Les faits reprochés concernent des exactions imputées à la garde présidentielle et à d’autres forces de sécurité sous son régime, notamment à Bossémbélé, Bouar et Bangui, entre 2009 et 2013. Avec le renvoi de l’affaire devant la section d’assises, la CPS intensifie désormais ses démarches pour obtenir l’extradition de François Bozizé, actuellement en exil en Guinée-Bissau.

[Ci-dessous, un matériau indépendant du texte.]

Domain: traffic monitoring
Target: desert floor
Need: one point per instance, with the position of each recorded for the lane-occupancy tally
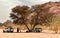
(28, 35)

Selon le porte-parole de la CPS, Gervais Opportun Bodagay, l’absence d’accord formel d’extradition entre Bangui et Bissau complique la procédure, sans pour autant la bloquer. La Cour affirme explorer toutes les options juridiques disponibles pour mener le dossier à son terme et remplir pleinement son mandat de lutte contre l’impunité.
Parallèlement, François Bozizé est également visé par des poursuites devant la Cour pénale internationale (CPI), notamment pour de possibles crimes contre l’humanité, ainsi que par des procédures devant des juridictions nationales. La CPS assure toutefois qu’il n’existe pas de conflit de compétences, soulignant l’existence de mécanismes de coopération entre les différentes instances judiciaires.
Aucune date officielle n’a encore été annoncée, mais selon une source interne à la CPS, l’ouverture du procès est envisagée pour avril 2026, que l’ancien chef de l’État soit présent ou jugé par contumace.